Last year I worked with 64 individual organisations 20 of which are on an intensive programme I deliver called Delivering Change. The rest have come because they wanted various things, they were on different stages of development and they needed that extra support to just take it to the next level.

Can you give any examples of organisations which have developed?

There are many examples. One is organisation called Creative Lifestyle. They’ve taken on some of the learning and made good use of it. They have written a media feature which captures who they are, what they do and how they make a difference. They’ve managed to produce a project plan that shows exactly what they need is. Most recently we’ve designed and developed a monitoring and evaluation system, which I’m very impressed with. They are obviously going places with all the right tools.

Another good example is Inner City Films, which is a community organisation providing media projects for young people. They came to me way back in a day when they were pulling things together, sounding out ideas about what they should go for. Then they came back after a few years to say they’ve got a piece of work funded by the Big Lottery Fund’s Reaching Communities programme. Now they are paying us as the CVS to carry out the next stage. They’ve grown to a completely new level where they have secured quite a substantial sum that is invested into their project.

How has the situation of what you do changed in recent years?

The situation is much worse. I’ve been here 17 years now. In the past I was able to be on tap when people came to seek support but there is no funding for this kind of work anymore. There is a very limited access to someone who can listen to people. My work is concentrated to run a targeted programme and to work with 20 organisations only. There are many more groups that need short interventions or long term interventions to be able to breathe life into their projects which have been delivered for a while and are at risk of falling apart.
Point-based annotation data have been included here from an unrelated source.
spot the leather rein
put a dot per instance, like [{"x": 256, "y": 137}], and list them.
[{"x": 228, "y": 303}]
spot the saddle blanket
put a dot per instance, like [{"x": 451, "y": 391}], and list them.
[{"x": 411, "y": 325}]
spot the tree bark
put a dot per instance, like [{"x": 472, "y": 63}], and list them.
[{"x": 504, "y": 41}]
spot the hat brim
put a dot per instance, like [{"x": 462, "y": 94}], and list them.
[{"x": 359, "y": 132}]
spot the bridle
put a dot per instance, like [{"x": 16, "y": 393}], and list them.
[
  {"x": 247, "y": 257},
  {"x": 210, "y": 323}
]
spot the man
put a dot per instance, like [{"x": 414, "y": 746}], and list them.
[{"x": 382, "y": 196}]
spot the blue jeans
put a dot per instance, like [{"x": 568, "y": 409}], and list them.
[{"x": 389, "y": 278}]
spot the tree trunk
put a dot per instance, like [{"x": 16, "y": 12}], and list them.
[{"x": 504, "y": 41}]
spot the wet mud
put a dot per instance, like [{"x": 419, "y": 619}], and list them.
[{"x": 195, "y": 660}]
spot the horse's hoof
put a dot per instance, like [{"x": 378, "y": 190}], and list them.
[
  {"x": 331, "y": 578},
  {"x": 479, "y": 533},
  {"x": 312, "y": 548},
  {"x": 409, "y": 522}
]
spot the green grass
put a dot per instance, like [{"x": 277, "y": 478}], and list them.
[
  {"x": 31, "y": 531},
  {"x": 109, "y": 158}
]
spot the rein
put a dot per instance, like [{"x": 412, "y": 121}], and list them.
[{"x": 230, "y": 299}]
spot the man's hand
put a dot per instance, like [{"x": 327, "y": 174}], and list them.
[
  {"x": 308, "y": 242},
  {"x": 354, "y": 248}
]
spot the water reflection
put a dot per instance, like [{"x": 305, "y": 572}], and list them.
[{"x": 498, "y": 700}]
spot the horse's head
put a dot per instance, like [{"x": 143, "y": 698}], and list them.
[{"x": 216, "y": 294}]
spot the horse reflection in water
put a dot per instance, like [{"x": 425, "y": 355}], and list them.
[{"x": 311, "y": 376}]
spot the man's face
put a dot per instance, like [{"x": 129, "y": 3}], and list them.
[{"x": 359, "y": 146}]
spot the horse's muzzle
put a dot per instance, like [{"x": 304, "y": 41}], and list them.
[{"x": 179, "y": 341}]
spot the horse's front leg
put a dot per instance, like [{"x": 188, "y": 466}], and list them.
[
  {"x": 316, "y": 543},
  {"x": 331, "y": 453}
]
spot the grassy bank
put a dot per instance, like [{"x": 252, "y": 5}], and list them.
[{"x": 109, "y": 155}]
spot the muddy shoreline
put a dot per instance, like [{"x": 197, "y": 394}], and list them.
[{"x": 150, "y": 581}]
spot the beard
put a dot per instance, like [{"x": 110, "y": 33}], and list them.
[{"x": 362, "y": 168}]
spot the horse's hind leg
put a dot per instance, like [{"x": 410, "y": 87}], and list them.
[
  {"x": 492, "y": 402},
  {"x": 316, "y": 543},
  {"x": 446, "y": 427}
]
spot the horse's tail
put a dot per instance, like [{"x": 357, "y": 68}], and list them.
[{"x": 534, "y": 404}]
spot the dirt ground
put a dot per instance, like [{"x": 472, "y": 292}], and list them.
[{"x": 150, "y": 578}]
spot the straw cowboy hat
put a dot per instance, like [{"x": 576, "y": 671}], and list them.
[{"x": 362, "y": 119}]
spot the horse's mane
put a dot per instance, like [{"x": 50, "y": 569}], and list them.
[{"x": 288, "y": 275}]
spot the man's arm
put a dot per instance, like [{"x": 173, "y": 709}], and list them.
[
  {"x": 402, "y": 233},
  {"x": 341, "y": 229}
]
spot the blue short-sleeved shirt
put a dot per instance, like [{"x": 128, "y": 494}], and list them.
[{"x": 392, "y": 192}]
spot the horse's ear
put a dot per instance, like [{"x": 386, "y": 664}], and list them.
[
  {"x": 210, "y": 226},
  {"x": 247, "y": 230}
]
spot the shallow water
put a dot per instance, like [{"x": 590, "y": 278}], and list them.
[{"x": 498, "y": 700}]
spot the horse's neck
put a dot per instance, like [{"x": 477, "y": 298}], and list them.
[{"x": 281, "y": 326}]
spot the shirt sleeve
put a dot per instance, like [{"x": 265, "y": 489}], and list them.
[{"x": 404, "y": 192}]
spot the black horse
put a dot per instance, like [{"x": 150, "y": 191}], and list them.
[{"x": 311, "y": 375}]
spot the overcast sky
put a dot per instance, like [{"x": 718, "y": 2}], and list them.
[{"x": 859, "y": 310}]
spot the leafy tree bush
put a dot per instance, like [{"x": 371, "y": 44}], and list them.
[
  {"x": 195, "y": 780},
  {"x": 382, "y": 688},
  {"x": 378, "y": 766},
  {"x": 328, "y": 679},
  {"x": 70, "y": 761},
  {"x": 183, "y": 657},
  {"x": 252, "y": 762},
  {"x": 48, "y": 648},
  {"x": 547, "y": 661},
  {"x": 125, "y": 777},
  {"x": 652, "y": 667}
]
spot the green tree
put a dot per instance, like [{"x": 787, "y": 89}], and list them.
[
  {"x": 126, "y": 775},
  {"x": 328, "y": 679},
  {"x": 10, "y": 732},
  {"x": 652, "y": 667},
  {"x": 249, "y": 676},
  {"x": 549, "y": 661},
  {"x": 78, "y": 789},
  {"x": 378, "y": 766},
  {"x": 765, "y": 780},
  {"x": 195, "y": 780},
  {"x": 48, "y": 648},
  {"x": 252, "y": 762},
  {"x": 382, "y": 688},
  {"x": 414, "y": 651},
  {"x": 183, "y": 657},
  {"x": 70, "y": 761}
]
A lot of them need a little bit of care and attention.

What are the other common issues you are working on with people?

It is very useful to show people what the borough is trying to achieve and how it relates to what they are doing. When they see the connection between these two they realise they do make a difference. Some of them are working towards bringing down crime amongst young people, others are creating job and learning opportunities.

I find that a lot of my work is involved in talking to community groups and individuals to find their secondary evidence of need.
Evidence of need is placed in 3 different sections. Primary evidence is everything what is being done directly by a community group, for example the group delivers an intervention, collects all the information and knows first-hand there are a lot of people in need of a particular service.
The secondary data is usually lots of different people’s primary data put together by the local authority. Local authority produces so many brilliant ideas and research papers such as ‘Hackney Profile’ that shows what communities live where, what unemployment rates in specific areas are, where people with disabilities live and so on. I direct individuals to these strategies and findings. That really helps the groups to see they can use these data to evidence the need for their projects.
The last section of the evidence of need is tertiary, meaning all information which is available on the worldwide web, very much generalised information. There might be a community consisting of people who had to flee war in a specific part of the world, came as refugees to London and moved to Hackney because there were some other members of their community here already.
I tend to work with many community groups to help them understand these levels and how they can put their evidence about what they do and how to communicate it.

What do you like most about your work?

I love it when someone runs away with some of the direction I have provided and produces something that shows they’ve understand what I tried to convey – when they produce monitoring and evaluation framework or when they get the idea about writing outcomes and objectives. It’s very rewarding to see when people do something interesting and then are keen to take ownership of their work.